When tumor cells are mismatch repair deficient OGAT depletion by BG is ineffective in potentiating methylating agents cytotoxicity (Wedge et al., 1996). We have previously demonstrated that treatment of Jurkat cells with BG inhibited their OGAT activity without increasing their sensitivity to the cytotoxic and apoptotic effects of TZM (Tentori et al., 1995). Thus, these cells show a methylation-tolerant phenotype that presumably derives from a deficiency in the mismatch repair pathways. Therefore it is conceivable to hypothesize that the BZ-mediated increase of apoptosis induced by TZM might be related to an inefficient repair of methyl adducts at N⁷ and N³ positions of guanine.

The results of the analysis of cell cycle distribution in HL60 cells treated with the combination ABZ + TZM showed a G1 arrest only in wild-type p53 transduced cells, as evidenced by the marked and progressive decrease of S phase. Conversely, exposure of p53+ cells to TZM was associated with a dramatic drop in the percentage of cells in G1 phase and a progressive increase in the percentage of cells in S and G2/M phase. These data indicate that the DNA lesions involved in the cytotoxicity associated with the drug combination of TZM and PADPRP inhibitors provoked cell cycle perturbations different from those induced by the exposure of cells to TZM alone. Therefore it is possible to speculate that PADPRP inhibitors might affect the repair of DNA adducts which are processed differently from O⁶-methylguanine, thus inducing a different pattern of cell cycle distribution.

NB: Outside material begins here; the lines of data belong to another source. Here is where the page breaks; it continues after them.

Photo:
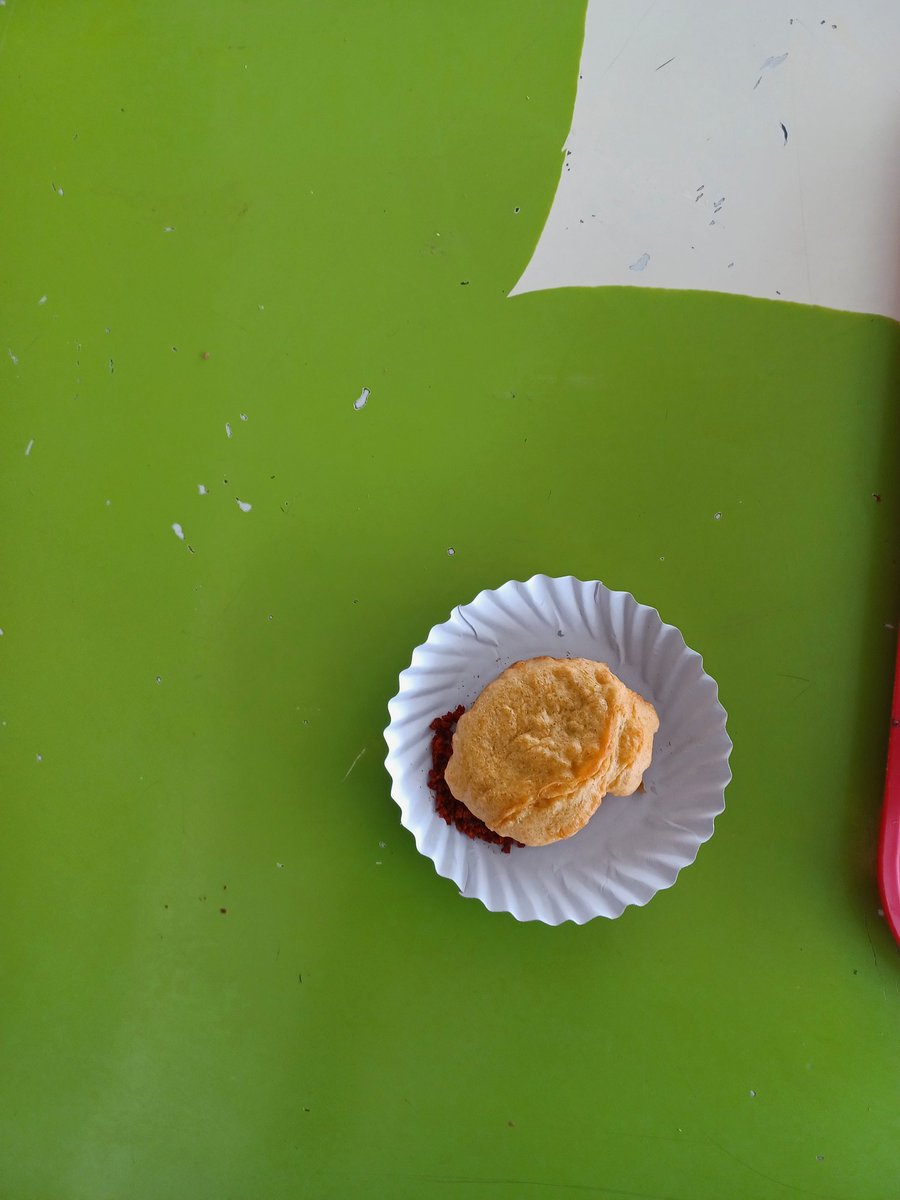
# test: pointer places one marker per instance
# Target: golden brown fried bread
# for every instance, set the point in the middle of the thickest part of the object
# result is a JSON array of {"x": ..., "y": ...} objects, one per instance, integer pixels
[{"x": 544, "y": 743}]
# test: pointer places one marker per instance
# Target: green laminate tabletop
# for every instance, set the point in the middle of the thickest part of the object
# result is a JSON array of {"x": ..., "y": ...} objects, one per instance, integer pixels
[{"x": 227, "y": 973}]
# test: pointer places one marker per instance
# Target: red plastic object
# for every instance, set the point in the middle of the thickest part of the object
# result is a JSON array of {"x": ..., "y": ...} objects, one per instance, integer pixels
[{"x": 889, "y": 840}]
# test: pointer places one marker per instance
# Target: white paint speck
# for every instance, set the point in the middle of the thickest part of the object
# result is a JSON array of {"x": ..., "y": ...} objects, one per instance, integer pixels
[{"x": 354, "y": 763}]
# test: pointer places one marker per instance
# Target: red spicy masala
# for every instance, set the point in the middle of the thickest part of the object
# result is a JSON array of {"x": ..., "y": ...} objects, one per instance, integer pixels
[{"x": 451, "y": 810}]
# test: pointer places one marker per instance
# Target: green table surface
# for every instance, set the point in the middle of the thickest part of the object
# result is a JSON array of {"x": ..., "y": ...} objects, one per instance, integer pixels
[{"x": 227, "y": 972}]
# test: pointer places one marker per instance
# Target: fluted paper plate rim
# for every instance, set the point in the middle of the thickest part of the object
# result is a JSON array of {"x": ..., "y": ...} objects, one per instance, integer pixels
[{"x": 659, "y": 835}]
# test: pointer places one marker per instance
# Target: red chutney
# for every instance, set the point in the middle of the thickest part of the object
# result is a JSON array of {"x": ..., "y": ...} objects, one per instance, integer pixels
[{"x": 451, "y": 810}]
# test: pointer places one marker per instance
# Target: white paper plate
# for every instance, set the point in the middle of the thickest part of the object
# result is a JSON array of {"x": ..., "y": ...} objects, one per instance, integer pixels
[{"x": 633, "y": 846}]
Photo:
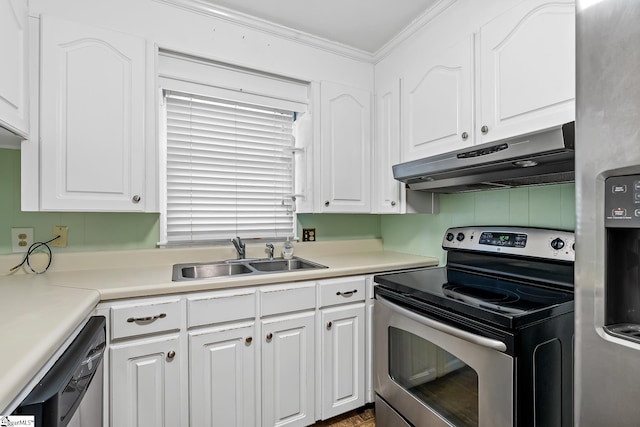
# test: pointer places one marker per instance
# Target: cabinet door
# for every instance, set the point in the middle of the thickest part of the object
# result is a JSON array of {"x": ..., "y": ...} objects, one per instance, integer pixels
[
  {"x": 345, "y": 149},
  {"x": 437, "y": 103},
  {"x": 343, "y": 361},
  {"x": 222, "y": 387},
  {"x": 386, "y": 194},
  {"x": 13, "y": 72},
  {"x": 288, "y": 375},
  {"x": 145, "y": 383},
  {"x": 527, "y": 68},
  {"x": 92, "y": 118}
]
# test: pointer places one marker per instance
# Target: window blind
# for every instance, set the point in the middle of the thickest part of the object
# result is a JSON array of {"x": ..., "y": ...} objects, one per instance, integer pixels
[{"x": 229, "y": 169}]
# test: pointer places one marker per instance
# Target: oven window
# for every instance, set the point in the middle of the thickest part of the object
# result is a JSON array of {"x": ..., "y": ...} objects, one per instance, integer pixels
[{"x": 434, "y": 376}]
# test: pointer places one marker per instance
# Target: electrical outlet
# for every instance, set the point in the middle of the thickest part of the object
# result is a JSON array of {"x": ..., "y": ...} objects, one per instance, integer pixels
[
  {"x": 308, "y": 234},
  {"x": 21, "y": 239},
  {"x": 63, "y": 232}
]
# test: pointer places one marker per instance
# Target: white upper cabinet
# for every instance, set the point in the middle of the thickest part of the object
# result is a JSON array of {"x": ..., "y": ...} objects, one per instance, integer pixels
[
  {"x": 92, "y": 123},
  {"x": 527, "y": 70},
  {"x": 386, "y": 196},
  {"x": 13, "y": 73},
  {"x": 345, "y": 147},
  {"x": 438, "y": 102}
]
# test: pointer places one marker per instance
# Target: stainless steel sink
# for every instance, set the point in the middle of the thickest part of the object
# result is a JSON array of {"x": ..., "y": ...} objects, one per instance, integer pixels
[
  {"x": 203, "y": 271},
  {"x": 195, "y": 271},
  {"x": 293, "y": 264}
]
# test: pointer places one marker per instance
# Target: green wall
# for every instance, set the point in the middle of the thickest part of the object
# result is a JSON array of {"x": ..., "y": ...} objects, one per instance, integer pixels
[
  {"x": 341, "y": 226},
  {"x": 113, "y": 231},
  {"x": 551, "y": 206},
  {"x": 87, "y": 231}
]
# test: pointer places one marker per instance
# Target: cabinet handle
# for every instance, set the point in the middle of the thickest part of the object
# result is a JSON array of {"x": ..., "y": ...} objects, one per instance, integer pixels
[
  {"x": 147, "y": 319},
  {"x": 347, "y": 294}
]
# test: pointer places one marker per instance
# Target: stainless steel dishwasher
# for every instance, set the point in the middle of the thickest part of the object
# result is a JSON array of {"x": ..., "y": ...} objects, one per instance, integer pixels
[{"x": 70, "y": 393}]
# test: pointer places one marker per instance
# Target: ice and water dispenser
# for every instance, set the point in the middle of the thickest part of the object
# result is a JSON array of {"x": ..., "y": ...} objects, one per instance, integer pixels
[{"x": 622, "y": 286}]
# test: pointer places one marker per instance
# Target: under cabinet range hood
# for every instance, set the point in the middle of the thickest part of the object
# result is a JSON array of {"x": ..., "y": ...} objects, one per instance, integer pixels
[{"x": 545, "y": 157}]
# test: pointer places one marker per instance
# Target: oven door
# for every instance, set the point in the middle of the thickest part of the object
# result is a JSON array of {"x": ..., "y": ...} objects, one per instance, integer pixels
[{"x": 434, "y": 374}]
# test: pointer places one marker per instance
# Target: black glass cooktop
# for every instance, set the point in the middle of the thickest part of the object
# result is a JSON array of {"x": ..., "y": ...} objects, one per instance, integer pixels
[{"x": 507, "y": 303}]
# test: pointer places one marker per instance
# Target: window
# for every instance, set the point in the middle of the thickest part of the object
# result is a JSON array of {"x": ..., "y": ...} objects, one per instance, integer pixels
[
  {"x": 228, "y": 152},
  {"x": 229, "y": 169}
]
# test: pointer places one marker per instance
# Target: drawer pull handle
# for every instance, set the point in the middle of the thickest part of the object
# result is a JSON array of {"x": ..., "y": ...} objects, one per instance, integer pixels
[
  {"x": 347, "y": 294},
  {"x": 147, "y": 319}
]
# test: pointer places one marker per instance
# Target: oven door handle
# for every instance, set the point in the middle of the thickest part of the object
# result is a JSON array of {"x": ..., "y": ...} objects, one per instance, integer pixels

Further studies are required to investigate whether the presence of a functional p53 in mismatch deficient cells might further improve the role of BZ in potentiating temozolomide activity.

In conclusion, these data indicate that the presence of wild-type p53 increases tumor cell killing by TZM in OGAT-proficient cells. Furthermore, the results suggest a possible role of PADPRP inhibitors in potentiating TZM activity against acute leukemias, independently on OGAT or mismatch repair systems and even in the presence of a mutated p53 gene.